I'm working on a spark structured streaming app and I'm trying to parse JSON given in below format.
{"name":"xyz","age":29,"details":["city":"mumbai","country":"India"]}
{"name":"abc","age":25,"details":["city":"mumbai","country":"India"]}
Below is my Spark code to parse the JSON:
import org.apache.spark.sql.types._
import spark.implicits._
val schema= new StructType()
.add("name",DataTypes.StringType )
.add("age", DataTypes.IntegerType)
.add("details",
new StructType()
.add("city", DataTypes.StringType)
.add("country", DataTypes.StringType)
)
val dfLogLines = dfRawData.selectExpr("CAST(value AS STRING)") //Converting binary to text
val personNestedDf = dfLogLines.select(from_json($"value", schema).as("person"))
val personFlattenedDf = personNestedDf.selectExpr("person.name", "person.age")

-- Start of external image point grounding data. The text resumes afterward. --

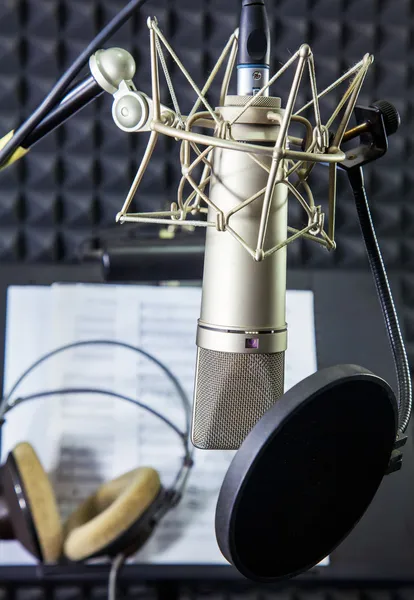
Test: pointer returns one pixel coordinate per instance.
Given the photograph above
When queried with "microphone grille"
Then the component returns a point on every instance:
(232, 393)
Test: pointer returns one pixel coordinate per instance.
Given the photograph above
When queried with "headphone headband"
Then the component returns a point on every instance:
(176, 491)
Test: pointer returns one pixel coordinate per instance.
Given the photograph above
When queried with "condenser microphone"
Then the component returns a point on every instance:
(254, 49)
(242, 333)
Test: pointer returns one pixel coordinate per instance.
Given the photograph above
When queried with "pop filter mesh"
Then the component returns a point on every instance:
(312, 481)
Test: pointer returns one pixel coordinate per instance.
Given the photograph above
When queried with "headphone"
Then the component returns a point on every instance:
(117, 519)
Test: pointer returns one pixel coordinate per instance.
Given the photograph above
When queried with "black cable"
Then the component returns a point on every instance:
(356, 179)
(59, 89)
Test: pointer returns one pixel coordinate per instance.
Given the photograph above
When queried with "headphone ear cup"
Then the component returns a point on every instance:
(31, 503)
(114, 516)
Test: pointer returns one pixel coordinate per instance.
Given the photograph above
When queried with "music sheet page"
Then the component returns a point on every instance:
(92, 438)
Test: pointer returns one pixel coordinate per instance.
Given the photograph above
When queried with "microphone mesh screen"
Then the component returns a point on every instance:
(232, 393)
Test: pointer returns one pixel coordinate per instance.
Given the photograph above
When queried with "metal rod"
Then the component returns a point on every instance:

personFlattenedDf.printSchema()
personFlattenedDf.writeStream.format("console").option("checkpointLocation",checkpoint_loc3).start().awaitTermination()
Output:
root
|-- name: string (nullable = true)
|-- age: integer (nullable = true)
-------------------------------------------
Batch: 0
-------------------------------------------
+----+----+
|name| age|
+----+----+
|null|null|
|null|null|
+----+----+
The code does not throw any error but it returns null values in output. What am I doing wrong here? Thanks in advance.